If you can sing that subject line to the appropriate tune, we are soulmates.
ANYWAY. Happy November, freaks and geeks. October sucked, so in order to kick off this brand new month and our collective descent into seasonal affective disorder the absolute old school way around this blog, I decided to join a surprising number of my allegedly internet-jaded friends and try NaBloPoMo again. (That's the BlogHer link to sign up, right there. I understand there are prizes.)
Yes, the kinda-sorta-acronym (is it an acronym if there are extra letters, as in not just one per word? These are the things that keep me from solving the world's problems, these questions.) that everyone loves to make fun of and turn into other things that aren't "Blo", except for when it suits their double entendre-ish needs.
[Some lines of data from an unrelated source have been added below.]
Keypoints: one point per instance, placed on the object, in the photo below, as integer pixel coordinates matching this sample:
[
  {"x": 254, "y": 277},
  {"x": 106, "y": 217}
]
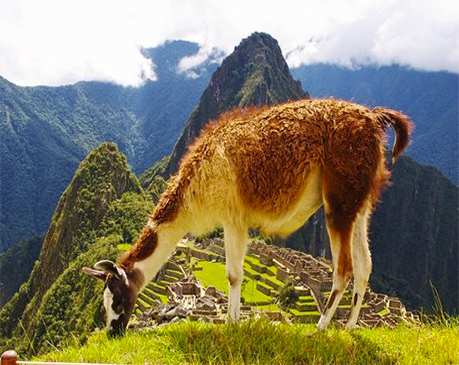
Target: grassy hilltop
[{"x": 264, "y": 342}]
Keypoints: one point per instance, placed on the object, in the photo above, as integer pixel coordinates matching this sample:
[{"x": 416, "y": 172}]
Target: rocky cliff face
[{"x": 254, "y": 74}]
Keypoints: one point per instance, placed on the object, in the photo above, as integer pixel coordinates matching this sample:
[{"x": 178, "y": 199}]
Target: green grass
[
  {"x": 213, "y": 273},
  {"x": 263, "y": 342}
]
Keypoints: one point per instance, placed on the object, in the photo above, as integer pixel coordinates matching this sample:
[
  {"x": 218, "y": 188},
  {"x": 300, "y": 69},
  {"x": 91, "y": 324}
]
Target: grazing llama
[{"x": 271, "y": 169}]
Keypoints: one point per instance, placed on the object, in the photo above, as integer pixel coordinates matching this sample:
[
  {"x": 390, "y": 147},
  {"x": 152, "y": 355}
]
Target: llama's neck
[{"x": 155, "y": 244}]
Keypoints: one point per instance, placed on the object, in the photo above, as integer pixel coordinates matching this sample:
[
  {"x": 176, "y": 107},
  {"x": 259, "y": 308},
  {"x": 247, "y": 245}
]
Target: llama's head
[{"x": 120, "y": 295}]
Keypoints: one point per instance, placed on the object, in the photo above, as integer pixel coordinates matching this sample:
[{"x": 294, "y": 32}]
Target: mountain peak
[
  {"x": 255, "y": 73},
  {"x": 102, "y": 177}
]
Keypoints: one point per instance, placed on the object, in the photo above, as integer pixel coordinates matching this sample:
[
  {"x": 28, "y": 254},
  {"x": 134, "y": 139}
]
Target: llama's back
[{"x": 264, "y": 167}]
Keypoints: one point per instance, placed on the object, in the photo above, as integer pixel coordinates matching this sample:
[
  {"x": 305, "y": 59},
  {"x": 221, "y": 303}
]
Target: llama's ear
[
  {"x": 110, "y": 267},
  {"x": 95, "y": 273}
]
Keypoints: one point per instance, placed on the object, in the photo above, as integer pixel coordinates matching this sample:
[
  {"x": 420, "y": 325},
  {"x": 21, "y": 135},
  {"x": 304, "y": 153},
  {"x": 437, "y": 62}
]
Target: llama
[{"x": 270, "y": 169}]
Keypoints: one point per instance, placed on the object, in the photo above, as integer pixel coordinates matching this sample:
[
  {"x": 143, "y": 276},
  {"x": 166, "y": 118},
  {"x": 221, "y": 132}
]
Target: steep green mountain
[
  {"x": 16, "y": 265},
  {"x": 103, "y": 206},
  {"x": 410, "y": 280},
  {"x": 431, "y": 99},
  {"x": 254, "y": 74},
  {"x": 47, "y": 131}
]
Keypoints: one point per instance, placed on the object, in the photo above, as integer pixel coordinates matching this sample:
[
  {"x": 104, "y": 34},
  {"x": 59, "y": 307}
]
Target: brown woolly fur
[
  {"x": 144, "y": 247},
  {"x": 271, "y": 169},
  {"x": 330, "y": 149}
]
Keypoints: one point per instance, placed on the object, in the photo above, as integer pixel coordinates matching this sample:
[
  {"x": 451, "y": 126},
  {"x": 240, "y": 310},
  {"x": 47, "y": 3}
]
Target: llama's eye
[{"x": 117, "y": 300}]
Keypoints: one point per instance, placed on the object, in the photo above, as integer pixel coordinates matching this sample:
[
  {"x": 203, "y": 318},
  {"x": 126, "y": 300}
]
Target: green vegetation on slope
[
  {"x": 103, "y": 207},
  {"x": 263, "y": 342},
  {"x": 19, "y": 260}
]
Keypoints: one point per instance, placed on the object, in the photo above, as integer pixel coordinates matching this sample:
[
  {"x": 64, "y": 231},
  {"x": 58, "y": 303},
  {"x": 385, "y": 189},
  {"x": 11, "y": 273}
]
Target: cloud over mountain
[{"x": 48, "y": 42}]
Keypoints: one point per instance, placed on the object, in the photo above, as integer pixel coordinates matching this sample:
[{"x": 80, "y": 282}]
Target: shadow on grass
[{"x": 262, "y": 342}]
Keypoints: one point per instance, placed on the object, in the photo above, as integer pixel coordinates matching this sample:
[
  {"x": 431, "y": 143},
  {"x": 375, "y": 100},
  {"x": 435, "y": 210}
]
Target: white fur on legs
[
  {"x": 339, "y": 284},
  {"x": 361, "y": 262},
  {"x": 236, "y": 240}
]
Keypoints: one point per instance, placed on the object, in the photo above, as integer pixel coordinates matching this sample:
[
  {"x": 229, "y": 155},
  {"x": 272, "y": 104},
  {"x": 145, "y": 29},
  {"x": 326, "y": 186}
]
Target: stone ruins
[{"x": 272, "y": 268}]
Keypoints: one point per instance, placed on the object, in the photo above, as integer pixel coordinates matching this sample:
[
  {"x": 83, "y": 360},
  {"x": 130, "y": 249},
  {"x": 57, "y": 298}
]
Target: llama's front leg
[{"x": 236, "y": 241}]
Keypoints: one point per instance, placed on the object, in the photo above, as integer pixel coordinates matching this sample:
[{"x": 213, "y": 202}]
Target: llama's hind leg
[
  {"x": 340, "y": 247},
  {"x": 361, "y": 261},
  {"x": 236, "y": 240}
]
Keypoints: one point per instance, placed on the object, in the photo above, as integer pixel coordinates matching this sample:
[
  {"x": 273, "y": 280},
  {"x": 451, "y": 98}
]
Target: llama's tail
[{"x": 403, "y": 127}]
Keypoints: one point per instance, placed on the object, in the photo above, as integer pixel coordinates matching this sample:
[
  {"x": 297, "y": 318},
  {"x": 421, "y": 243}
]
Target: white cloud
[{"x": 58, "y": 42}]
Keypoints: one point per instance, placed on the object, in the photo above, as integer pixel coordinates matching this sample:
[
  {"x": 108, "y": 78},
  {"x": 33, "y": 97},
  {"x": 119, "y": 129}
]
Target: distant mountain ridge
[
  {"x": 431, "y": 99},
  {"x": 414, "y": 230},
  {"x": 254, "y": 74},
  {"x": 47, "y": 131}
]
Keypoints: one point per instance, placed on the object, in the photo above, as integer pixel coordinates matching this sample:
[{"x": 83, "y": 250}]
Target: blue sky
[{"x": 56, "y": 42}]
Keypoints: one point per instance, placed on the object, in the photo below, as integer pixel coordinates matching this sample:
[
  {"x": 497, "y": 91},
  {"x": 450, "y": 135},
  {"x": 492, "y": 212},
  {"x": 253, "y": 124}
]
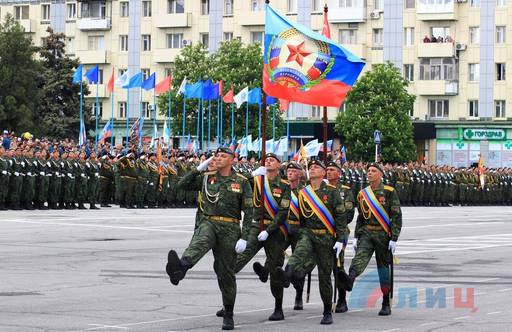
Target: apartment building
[{"x": 453, "y": 52}]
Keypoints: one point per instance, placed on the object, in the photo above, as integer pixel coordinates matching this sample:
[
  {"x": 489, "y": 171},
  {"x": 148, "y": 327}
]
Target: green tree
[
  {"x": 59, "y": 114},
  {"x": 20, "y": 76},
  {"x": 379, "y": 100},
  {"x": 236, "y": 65}
]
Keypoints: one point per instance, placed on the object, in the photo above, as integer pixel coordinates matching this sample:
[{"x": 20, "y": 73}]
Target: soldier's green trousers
[
  {"x": 274, "y": 249},
  {"x": 369, "y": 242},
  {"x": 319, "y": 247},
  {"x": 221, "y": 238}
]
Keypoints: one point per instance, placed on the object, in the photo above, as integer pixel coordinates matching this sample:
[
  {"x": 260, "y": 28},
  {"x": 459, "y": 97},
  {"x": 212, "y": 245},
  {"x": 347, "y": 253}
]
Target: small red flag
[
  {"x": 228, "y": 97},
  {"x": 110, "y": 86},
  {"x": 164, "y": 86}
]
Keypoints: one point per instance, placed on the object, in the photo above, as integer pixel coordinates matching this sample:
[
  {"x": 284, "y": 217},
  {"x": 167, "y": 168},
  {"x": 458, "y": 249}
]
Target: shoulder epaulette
[{"x": 389, "y": 188}]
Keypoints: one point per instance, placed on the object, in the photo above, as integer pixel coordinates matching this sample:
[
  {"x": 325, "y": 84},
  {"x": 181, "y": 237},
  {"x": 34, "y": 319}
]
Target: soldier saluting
[
  {"x": 225, "y": 195},
  {"x": 378, "y": 226}
]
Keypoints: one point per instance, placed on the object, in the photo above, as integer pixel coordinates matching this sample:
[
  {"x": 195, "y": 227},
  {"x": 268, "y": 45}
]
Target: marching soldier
[
  {"x": 378, "y": 226},
  {"x": 226, "y": 194}
]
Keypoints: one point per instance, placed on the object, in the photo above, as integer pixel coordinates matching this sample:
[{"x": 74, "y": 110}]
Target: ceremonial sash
[
  {"x": 322, "y": 212},
  {"x": 377, "y": 209}
]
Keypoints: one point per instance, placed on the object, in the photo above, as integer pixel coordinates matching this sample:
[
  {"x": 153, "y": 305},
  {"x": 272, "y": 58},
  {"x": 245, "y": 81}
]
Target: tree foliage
[
  {"x": 236, "y": 65},
  {"x": 379, "y": 100},
  {"x": 20, "y": 77}
]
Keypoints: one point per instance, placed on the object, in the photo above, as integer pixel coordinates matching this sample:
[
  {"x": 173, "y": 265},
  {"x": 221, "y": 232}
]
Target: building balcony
[
  {"x": 165, "y": 55},
  {"x": 437, "y": 88},
  {"x": 94, "y": 57},
  {"x": 93, "y": 23},
  {"x": 436, "y": 50},
  {"x": 28, "y": 25},
  {"x": 347, "y": 15},
  {"x": 253, "y": 18},
  {"x": 173, "y": 20}
]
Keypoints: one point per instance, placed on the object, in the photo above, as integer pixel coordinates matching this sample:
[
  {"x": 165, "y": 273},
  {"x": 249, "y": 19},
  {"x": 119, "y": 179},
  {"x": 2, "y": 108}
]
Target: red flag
[
  {"x": 164, "y": 86},
  {"x": 228, "y": 97},
  {"x": 326, "y": 30},
  {"x": 110, "y": 85}
]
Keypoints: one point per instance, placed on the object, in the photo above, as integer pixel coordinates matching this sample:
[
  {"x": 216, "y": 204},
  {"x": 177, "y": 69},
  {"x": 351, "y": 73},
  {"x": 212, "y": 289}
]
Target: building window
[
  {"x": 257, "y": 5},
  {"x": 474, "y": 72},
  {"x": 257, "y": 37},
  {"x": 96, "y": 43},
  {"x": 474, "y": 35},
  {"x": 500, "y": 34},
  {"x": 123, "y": 43},
  {"x": 146, "y": 8},
  {"x": 348, "y": 36},
  {"x": 408, "y": 36},
  {"x": 500, "y": 72},
  {"x": 499, "y": 106},
  {"x": 70, "y": 45},
  {"x": 377, "y": 37},
  {"x": 438, "y": 108},
  {"x": 292, "y": 6},
  {"x": 473, "y": 108},
  {"x": 121, "y": 109},
  {"x": 146, "y": 43},
  {"x": 228, "y": 7},
  {"x": 21, "y": 12},
  {"x": 175, "y": 6},
  {"x": 409, "y": 72},
  {"x": 174, "y": 40},
  {"x": 204, "y": 38},
  {"x": 205, "y": 7},
  {"x": 124, "y": 10},
  {"x": 438, "y": 69},
  {"x": 71, "y": 11},
  {"x": 228, "y": 36}
]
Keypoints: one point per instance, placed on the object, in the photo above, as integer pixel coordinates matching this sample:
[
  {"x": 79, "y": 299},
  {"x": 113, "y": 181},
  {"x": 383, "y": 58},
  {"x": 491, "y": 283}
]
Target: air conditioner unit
[{"x": 375, "y": 15}]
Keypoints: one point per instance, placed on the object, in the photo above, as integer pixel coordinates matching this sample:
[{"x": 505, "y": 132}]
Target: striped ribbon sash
[
  {"x": 377, "y": 209},
  {"x": 319, "y": 208}
]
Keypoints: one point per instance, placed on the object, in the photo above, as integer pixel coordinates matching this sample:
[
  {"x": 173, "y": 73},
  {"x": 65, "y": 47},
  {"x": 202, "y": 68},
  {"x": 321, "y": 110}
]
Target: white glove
[
  {"x": 263, "y": 236},
  {"x": 240, "y": 246},
  {"x": 392, "y": 246},
  {"x": 204, "y": 165},
  {"x": 338, "y": 246},
  {"x": 262, "y": 170}
]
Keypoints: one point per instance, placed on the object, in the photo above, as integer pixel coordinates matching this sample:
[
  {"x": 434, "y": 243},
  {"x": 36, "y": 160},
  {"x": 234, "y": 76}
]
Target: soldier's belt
[
  {"x": 224, "y": 219},
  {"x": 373, "y": 228}
]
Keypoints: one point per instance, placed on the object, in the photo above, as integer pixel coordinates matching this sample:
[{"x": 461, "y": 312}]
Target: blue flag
[
  {"x": 134, "y": 82},
  {"x": 93, "y": 74},
  {"x": 77, "y": 75},
  {"x": 149, "y": 83}
]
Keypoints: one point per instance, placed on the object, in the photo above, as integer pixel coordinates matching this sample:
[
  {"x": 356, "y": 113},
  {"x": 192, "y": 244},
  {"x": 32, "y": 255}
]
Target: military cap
[
  {"x": 334, "y": 164},
  {"x": 316, "y": 162},
  {"x": 294, "y": 165},
  {"x": 272, "y": 155},
  {"x": 225, "y": 150},
  {"x": 377, "y": 166}
]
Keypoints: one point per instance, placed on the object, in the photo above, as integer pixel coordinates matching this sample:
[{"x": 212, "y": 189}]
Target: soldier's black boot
[
  {"x": 261, "y": 271},
  {"x": 228, "y": 323},
  {"x": 176, "y": 268},
  {"x": 220, "y": 313},
  {"x": 386, "y": 307},
  {"x": 278, "y": 311},
  {"x": 327, "y": 319},
  {"x": 341, "y": 305}
]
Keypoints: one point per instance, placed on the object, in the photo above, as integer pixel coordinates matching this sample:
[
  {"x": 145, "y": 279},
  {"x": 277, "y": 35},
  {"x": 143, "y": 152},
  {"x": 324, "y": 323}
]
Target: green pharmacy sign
[{"x": 484, "y": 134}]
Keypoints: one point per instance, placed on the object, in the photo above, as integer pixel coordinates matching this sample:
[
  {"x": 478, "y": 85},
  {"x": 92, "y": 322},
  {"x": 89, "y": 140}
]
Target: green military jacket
[
  {"x": 388, "y": 198},
  {"x": 225, "y": 196}
]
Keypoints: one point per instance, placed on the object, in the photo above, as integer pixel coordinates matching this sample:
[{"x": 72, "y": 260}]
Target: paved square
[{"x": 104, "y": 271}]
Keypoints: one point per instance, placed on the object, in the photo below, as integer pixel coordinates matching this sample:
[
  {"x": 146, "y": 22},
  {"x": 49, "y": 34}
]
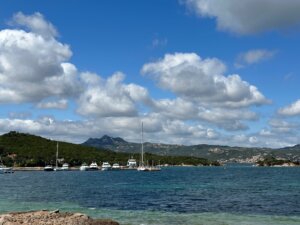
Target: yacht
[
  {"x": 48, "y": 168},
  {"x": 84, "y": 167},
  {"x": 105, "y": 166},
  {"x": 142, "y": 166},
  {"x": 116, "y": 166},
  {"x": 4, "y": 169},
  {"x": 65, "y": 167},
  {"x": 131, "y": 163},
  {"x": 93, "y": 166}
]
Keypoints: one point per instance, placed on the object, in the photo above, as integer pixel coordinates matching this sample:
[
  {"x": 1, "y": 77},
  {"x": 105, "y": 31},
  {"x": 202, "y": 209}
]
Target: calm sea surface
[{"x": 180, "y": 195}]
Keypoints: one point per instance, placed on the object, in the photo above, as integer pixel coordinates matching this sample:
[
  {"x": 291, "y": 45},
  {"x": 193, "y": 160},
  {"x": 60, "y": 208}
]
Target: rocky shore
[{"x": 51, "y": 218}]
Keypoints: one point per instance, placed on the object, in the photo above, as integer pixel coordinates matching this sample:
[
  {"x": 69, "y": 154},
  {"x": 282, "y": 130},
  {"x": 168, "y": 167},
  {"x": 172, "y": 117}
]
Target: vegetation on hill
[
  {"x": 21, "y": 149},
  {"x": 271, "y": 161},
  {"x": 211, "y": 152}
]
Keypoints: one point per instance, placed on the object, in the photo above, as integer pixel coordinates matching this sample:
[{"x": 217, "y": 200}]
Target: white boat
[
  {"x": 4, "y": 169},
  {"x": 105, "y": 166},
  {"x": 48, "y": 168},
  {"x": 84, "y": 167},
  {"x": 116, "y": 166},
  {"x": 142, "y": 166},
  {"x": 65, "y": 167},
  {"x": 93, "y": 166},
  {"x": 131, "y": 163}
]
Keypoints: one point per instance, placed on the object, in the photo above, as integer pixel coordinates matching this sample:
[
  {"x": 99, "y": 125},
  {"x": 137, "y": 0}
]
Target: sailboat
[
  {"x": 4, "y": 169},
  {"x": 142, "y": 166},
  {"x": 65, "y": 166}
]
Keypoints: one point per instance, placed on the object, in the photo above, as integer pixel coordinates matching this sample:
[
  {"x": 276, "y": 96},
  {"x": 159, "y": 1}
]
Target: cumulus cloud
[
  {"x": 59, "y": 104},
  {"x": 33, "y": 67},
  {"x": 111, "y": 97},
  {"x": 290, "y": 110},
  {"x": 228, "y": 119},
  {"x": 35, "y": 23},
  {"x": 253, "y": 56},
  {"x": 202, "y": 80},
  {"x": 248, "y": 16}
]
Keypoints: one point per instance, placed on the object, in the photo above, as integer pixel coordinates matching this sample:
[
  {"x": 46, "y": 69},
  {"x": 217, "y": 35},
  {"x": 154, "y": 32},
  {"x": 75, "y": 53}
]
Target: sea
[{"x": 227, "y": 195}]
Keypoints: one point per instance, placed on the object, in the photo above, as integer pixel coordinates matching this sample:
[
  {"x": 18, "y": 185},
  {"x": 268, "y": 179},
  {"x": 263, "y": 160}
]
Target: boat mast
[
  {"x": 142, "y": 141},
  {"x": 56, "y": 164}
]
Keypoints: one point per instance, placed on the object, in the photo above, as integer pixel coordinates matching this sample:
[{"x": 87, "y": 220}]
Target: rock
[{"x": 51, "y": 218}]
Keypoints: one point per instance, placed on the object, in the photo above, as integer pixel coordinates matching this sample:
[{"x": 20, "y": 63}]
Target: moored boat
[
  {"x": 48, "y": 168},
  {"x": 93, "y": 166},
  {"x": 105, "y": 166},
  {"x": 116, "y": 166},
  {"x": 84, "y": 167},
  {"x": 131, "y": 163},
  {"x": 4, "y": 169}
]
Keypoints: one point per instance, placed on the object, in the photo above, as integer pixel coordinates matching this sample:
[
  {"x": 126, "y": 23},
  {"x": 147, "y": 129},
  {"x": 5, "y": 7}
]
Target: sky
[{"x": 193, "y": 71}]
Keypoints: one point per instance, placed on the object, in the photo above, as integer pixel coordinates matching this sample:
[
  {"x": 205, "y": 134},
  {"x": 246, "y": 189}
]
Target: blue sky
[{"x": 194, "y": 71}]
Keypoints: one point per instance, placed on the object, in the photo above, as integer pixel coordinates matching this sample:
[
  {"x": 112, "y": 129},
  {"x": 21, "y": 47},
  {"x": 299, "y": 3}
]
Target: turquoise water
[{"x": 197, "y": 195}]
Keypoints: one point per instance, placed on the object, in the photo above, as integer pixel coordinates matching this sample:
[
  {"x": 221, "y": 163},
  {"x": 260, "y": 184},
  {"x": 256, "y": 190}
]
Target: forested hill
[
  {"x": 211, "y": 152},
  {"x": 21, "y": 149}
]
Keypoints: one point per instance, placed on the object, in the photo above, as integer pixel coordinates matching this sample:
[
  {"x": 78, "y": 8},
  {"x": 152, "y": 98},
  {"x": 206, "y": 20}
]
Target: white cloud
[
  {"x": 159, "y": 42},
  {"x": 34, "y": 67},
  {"x": 60, "y": 104},
  {"x": 254, "y": 56},
  {"x": 110, "y": 98},
  {"x": 248, "y": 16},
  {"x": 202, "y": 80},
  {"x": 180, "y": 109},
  {"x": 290, "y": 110},
  {"x": 35, "y": 23}
]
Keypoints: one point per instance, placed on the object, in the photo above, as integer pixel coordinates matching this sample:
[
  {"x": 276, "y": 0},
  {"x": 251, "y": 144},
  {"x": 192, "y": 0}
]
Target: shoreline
[{"x": 43, "y": 217}]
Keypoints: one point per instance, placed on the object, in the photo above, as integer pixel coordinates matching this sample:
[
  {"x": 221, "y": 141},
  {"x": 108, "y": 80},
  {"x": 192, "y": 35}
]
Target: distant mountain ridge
[
  {"x": 27, "y": 150},
  {"x": 105, "y": 141},
  {"x": 211, "y": 152}
]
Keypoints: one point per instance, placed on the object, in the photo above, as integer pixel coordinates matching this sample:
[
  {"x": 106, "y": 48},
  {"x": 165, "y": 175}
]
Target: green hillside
[
  {"x": 212, "y": 152},
  {"x": 21, "y": 149}
]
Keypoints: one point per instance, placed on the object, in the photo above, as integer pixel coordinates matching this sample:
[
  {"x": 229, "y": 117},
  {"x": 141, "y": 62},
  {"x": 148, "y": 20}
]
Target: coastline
[{"x": 43, "y": 217}]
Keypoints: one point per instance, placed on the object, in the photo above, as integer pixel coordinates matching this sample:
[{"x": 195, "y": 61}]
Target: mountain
[
  {"x": 21, "y": 149},
  {"x": 106, "y": 142},
  {"x": 211, "y": 152}
]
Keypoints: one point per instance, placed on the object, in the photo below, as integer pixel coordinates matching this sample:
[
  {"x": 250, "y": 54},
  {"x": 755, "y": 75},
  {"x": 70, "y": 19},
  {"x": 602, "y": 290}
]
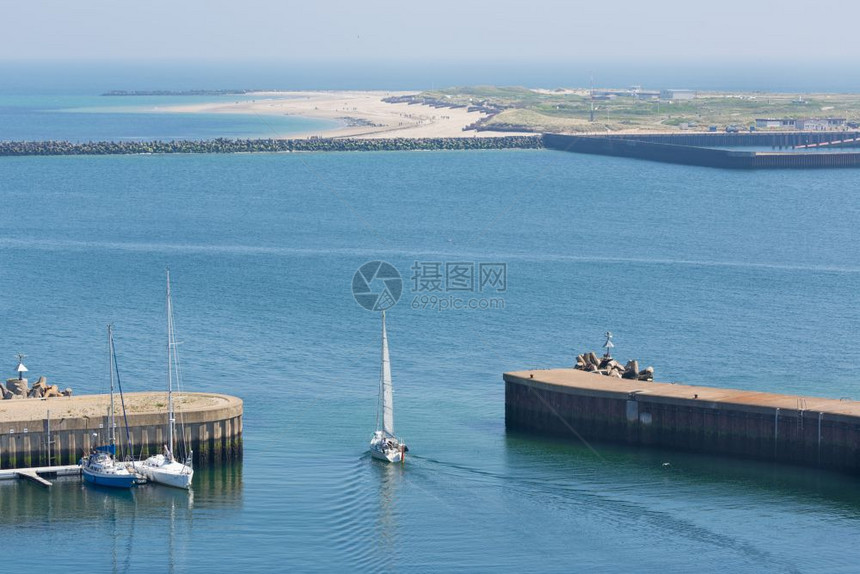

Can you believe we are here again? I had occasion to look at my archives today because I was NOT AWASH IN DESPAIR AT ALL but doing something really important, believe me, and it occurred to me that next time April rolls around I'll have been doing this thing for eight years. Eight years. Eight.
Do not ask me about 2005.
I don't know how many times I've attempted NaBloPoMo. I got desperate and wrote a retrospective of "NaBloPoMos Past" in 2009 that made me laugh. I've written good things under November blog pressure, and I've written posts appropriately titled Failing NaBloPoMo Five. I wrote this on All Soul's Day in 2009 for my grandmother, and reading it reminds me of that time, but also that the way I grieved her was writing through it. I think in some ways it made it so much better for me, although there are still days where I can't believe she's gone. And that was the year I finished, per this post, called NaBloPoDone. Do you all remember when I had highlights? Or when I made faces like this? Because I almost don't.
2009 was apparently the year I threw down. Last year I didn't even bother, because things had already started to go wacky around here, honestly. This year I don't know what will happen, but why not? The past two months have been, honestly, not so great. A little dark. Challenging. And a lot of it is stuff I really can't or don't choose to write about for annoying grown-up sorts of reasons, which is turning out to be a bit of a problem for my processing, as it were.
But today was the first workable day in awhile. I will cautiously say that things may be starting to turn around a little, a thought I'm cramming into the part of my brain that isn't occupied by all of the people so affected on my coast by these terrible storms, whose lives have been so horribly disrupted, and in some cases ended, by a force that honestly cannot be controlled.
I've been thinking a lot about fragility this week, and strength, no matter what. I just keep watching what's unfolding, and hoping for the best for everyone.
There are good things this month, definitely. There's an election, so I hear, and although I may need to be sent to my room with a hot toddy and my blankie because I'm not sure I can tolerate watching the returns without some kind of sedative, I'm ready for that to be over so we can move on. I am alternately optimistic and panicked, and I pray we make the right choices, on lots of counts.
I will also be headed to California in a couple of weeks for Camp Mighty, and celebrating Thanksgiving with my family, so I'll have lots to write about here, even if only thirty percent of it is bloggable.
So. NaBloPoMo. I'll give it a shot, again. Happy November, and adios, October. It was you, and me.